8086: first x86 processor; initially a temporary substitute for the iAPX 432 to compete with Motorola, Zilog, and National Semiconductor and to top the successful Z80.

186: included a DMA controller, interrupt controller, timers, and chip select logic.

286: first x86 processor with protected mode

i386: first 32-bit x86 processor

i486: Intel’s second generation of 32-bit x86 processors, introduced built-in floating point unit (FPU), 8 KB on-chip L1 cache, and pipelining.

P5: original Pentium microprocessors

P6: used in Pentium Pro, Pentium II, Pentium II Xeon, Pentium III, and Pentium III Xeon microprocessors.

Pentium M: updated version of Pentium III’s P6 microarchitecture designed from the ground up for mobile computing.
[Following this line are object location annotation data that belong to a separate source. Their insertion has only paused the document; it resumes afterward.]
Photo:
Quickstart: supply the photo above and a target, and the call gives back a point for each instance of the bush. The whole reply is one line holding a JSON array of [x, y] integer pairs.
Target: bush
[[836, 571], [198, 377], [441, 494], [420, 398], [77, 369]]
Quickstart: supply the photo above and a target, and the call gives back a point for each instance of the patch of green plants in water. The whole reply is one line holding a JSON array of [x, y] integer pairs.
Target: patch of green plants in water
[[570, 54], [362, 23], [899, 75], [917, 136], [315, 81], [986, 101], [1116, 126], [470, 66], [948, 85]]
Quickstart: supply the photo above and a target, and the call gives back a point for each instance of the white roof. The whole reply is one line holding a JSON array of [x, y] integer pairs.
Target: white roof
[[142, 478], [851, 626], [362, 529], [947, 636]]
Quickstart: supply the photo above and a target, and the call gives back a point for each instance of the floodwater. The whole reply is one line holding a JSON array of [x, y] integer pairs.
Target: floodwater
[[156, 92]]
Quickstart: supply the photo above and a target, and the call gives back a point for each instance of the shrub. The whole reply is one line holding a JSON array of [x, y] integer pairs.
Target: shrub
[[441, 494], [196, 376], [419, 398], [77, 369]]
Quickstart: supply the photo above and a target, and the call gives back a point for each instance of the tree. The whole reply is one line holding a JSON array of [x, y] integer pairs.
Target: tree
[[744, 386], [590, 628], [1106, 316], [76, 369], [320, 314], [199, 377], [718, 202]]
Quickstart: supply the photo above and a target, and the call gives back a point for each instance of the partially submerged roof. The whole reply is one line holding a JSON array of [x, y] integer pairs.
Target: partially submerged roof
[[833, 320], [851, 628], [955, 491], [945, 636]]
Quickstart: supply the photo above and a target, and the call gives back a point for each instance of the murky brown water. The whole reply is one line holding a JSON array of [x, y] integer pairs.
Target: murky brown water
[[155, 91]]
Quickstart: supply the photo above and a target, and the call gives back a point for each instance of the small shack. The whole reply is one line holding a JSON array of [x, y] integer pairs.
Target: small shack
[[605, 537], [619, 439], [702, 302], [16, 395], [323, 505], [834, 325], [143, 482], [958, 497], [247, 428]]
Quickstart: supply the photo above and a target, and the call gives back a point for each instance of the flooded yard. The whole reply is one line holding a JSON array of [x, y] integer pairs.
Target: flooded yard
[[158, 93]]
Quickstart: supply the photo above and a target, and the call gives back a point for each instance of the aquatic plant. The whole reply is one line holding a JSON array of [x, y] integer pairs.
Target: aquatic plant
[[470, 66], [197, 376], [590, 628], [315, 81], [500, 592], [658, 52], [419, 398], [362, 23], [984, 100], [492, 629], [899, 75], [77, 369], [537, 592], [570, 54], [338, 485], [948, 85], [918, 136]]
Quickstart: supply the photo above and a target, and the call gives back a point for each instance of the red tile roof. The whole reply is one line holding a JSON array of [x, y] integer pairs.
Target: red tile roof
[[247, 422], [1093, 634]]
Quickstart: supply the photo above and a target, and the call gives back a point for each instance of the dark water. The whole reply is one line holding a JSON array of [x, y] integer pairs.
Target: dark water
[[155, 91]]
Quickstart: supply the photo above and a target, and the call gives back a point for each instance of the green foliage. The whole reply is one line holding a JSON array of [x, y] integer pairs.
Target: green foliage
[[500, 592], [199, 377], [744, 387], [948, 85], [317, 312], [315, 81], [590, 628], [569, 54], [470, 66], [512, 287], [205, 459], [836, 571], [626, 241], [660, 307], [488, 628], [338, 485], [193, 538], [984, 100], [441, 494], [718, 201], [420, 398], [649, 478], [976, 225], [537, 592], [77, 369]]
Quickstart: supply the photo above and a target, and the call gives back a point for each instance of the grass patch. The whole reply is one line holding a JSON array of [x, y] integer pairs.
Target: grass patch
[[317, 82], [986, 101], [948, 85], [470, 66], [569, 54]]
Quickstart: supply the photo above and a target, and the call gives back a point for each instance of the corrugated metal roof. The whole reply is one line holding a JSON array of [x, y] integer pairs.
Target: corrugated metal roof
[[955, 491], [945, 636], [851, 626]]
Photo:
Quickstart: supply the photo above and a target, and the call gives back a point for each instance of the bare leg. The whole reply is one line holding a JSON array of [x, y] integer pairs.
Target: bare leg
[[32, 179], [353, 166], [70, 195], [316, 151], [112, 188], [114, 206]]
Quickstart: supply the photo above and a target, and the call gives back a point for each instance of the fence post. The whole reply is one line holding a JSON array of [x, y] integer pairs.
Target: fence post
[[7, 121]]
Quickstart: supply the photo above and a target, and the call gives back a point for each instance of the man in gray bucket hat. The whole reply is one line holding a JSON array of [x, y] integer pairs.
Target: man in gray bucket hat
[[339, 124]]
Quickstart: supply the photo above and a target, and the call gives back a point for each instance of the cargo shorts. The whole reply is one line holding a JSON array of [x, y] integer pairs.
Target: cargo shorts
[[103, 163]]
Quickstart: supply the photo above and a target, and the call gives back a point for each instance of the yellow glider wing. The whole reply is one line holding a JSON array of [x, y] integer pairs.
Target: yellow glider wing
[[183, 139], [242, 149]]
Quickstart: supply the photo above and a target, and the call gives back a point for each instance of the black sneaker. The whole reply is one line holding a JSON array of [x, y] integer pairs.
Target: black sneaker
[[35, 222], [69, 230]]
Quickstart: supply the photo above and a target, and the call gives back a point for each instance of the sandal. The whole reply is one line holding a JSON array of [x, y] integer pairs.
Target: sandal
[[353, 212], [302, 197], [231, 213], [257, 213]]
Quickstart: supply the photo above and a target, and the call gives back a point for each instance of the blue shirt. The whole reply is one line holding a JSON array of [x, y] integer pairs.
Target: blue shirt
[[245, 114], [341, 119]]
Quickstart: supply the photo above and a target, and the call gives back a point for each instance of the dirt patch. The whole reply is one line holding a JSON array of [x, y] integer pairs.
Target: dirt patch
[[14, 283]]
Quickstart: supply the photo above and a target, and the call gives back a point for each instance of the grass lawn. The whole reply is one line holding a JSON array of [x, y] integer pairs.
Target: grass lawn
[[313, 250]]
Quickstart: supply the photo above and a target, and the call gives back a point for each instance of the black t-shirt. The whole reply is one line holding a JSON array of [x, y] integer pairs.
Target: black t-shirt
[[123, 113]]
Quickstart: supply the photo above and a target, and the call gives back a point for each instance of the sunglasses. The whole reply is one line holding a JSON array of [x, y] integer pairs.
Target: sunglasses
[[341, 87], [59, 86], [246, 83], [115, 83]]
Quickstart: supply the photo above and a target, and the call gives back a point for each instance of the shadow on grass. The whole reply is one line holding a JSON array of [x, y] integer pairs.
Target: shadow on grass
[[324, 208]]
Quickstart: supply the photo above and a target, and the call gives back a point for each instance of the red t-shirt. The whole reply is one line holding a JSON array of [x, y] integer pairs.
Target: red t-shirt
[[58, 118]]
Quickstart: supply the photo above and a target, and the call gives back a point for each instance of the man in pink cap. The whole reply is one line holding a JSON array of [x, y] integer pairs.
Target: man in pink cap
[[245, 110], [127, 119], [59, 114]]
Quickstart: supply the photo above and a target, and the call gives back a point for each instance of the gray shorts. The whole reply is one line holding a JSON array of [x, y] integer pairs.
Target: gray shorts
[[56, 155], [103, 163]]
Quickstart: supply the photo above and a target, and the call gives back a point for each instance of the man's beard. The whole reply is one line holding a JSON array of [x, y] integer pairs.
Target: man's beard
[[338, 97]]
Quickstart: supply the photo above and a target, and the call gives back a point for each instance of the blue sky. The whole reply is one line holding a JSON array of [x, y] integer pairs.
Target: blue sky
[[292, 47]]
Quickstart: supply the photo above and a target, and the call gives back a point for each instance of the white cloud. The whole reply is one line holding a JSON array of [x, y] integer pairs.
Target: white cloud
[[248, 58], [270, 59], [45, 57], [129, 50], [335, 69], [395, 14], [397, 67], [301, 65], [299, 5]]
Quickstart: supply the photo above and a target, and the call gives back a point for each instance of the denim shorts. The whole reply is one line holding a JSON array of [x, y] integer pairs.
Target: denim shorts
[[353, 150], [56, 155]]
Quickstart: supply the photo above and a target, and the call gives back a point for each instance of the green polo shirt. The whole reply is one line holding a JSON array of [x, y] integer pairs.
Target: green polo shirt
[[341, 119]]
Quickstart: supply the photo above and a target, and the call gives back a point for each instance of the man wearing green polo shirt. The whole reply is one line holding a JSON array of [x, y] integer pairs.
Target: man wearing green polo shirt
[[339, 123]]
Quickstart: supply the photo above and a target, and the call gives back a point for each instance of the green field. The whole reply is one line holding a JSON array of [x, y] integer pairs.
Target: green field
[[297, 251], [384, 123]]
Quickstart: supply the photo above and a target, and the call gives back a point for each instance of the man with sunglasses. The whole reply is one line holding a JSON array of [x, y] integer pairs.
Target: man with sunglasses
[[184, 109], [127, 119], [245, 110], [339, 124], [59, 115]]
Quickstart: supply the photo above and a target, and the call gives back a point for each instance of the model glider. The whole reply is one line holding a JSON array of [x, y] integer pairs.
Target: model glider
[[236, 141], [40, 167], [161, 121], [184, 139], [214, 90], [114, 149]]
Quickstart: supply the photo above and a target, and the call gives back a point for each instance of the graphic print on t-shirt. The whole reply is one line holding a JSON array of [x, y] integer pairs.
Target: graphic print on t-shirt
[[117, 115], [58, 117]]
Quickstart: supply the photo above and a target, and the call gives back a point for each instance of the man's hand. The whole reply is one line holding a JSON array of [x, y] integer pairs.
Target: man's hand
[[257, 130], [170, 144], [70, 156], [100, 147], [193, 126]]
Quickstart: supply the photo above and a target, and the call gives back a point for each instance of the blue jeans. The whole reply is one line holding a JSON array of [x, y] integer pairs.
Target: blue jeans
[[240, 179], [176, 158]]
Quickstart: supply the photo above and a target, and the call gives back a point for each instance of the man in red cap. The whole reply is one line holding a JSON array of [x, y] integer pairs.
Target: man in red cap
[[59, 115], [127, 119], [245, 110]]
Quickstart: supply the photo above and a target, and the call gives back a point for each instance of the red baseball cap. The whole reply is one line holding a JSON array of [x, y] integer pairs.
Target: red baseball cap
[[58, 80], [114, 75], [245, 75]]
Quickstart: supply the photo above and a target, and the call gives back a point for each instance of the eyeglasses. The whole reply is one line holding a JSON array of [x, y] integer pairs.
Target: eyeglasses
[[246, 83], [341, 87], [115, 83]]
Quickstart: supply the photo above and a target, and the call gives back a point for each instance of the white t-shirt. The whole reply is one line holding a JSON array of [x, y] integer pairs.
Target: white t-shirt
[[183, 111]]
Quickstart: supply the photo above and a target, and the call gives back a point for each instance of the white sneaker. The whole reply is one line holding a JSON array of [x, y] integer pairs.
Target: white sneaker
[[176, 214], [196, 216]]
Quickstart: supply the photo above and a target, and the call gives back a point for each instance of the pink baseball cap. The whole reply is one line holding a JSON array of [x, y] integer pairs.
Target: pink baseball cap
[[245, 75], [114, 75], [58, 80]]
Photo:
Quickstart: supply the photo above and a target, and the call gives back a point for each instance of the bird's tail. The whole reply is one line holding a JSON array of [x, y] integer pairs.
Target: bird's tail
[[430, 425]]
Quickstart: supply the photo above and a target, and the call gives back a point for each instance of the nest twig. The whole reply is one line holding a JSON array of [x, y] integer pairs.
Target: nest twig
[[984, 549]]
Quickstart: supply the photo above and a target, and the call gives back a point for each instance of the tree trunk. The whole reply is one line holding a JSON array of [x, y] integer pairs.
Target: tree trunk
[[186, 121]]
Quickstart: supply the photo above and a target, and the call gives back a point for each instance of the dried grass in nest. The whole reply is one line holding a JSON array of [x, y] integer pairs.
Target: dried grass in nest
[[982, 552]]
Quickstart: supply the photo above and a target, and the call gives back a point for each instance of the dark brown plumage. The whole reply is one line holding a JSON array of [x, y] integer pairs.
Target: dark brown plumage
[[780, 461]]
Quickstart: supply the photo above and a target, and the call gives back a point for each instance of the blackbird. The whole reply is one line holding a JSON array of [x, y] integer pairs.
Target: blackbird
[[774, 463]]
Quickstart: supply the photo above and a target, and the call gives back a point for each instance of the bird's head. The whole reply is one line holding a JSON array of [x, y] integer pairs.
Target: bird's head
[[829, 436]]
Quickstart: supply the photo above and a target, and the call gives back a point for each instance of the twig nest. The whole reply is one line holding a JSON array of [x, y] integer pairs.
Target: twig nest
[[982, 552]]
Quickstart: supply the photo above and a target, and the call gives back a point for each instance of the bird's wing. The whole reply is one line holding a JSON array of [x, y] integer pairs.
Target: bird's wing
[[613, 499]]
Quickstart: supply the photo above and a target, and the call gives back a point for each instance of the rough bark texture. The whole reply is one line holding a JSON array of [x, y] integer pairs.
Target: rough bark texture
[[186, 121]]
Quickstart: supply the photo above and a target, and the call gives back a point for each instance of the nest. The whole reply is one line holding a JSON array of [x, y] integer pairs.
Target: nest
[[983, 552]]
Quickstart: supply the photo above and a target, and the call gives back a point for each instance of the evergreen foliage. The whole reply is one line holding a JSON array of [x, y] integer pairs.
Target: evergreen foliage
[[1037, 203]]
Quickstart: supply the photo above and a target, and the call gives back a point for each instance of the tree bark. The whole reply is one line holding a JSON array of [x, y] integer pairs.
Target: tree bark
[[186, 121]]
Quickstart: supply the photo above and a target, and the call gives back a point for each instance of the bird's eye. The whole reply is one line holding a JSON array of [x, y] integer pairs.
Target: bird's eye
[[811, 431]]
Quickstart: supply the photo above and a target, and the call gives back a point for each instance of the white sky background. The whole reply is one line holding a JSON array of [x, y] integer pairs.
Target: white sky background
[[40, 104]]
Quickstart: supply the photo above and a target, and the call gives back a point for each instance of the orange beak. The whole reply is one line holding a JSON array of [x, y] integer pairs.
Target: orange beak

Enhanced Pentium M: updated, dual core version of the Pentium M microarchitecture used in Core microprocessors.

NetBurst: used in Pentium 4, Pentium D, and some Xeon microprocessors. Commonly referred to as P7 although its internal name was P68 (P7 was used for Itanium). Later revisions were the first to feature Intel’s x86-64 architecture.

Core: reengineered P6-based microarchitecture used in Core 2 and Xeon microprocessors, built on a 65 nm process.

Penryn: 45 nm shrink of the Core microarchitecture with larger cache, higher FSB and clock speeds, and SSE4.1 instructions.

Nehalem: released November 17, 2008, built on a 45 nm process and used in the Core i7, Core i5, Core i3 microprocessors. Incorporates the memory controller into the CPU die.

Westmere: 32 nm shrink of the Nehalem microarchitecture with several new features.

Sandy Bridge: released January 9, 2011, built on a 32 nm process and used in the Core i7, Core i5, Core i3 second generation microprocessors, and in Pentium B9XX and Celeron B8XX series. Formerly called Gesher but renamed in 2007.[1]

Ivy Bridge: 22 nm shrink of the Sandy Bridge microarchitecture released April 28, 2012.

Haswell: new 22 nm microarchitecture, released June 3, 2013.

Broadwell: 14 nm shrink of the Haswell microarchitecture, released in 2014. Formerly called Rockwell.

Skylake: future Intel microarchitecture, based on a 14 nm process.

Cannonlake: 10 nm shrink of the Skylake microarchitecture. Formerly called Skymont.

Larrabee: multi-core in-order x86-64 updated version of P5 microarchitecture, with wide SIMD vector units and texture sampling hardware for use in graphics. Cores derived from this microarchitecture are called MIC (Many Integrated Core).

Bonnell: 45 nm, low-power, in-order microarchitecture for use in Atom processors.

Saltwell: 32 nm shrink of the Bonnell microarchitecture.

Silvermont: 22 nm, out-of-order microarchitecture for use in Atom processors.

Airmont: 14 nm shrink of the Silvermont microarchitecture.

Goldmont: 14 nm Atom microarchitecture.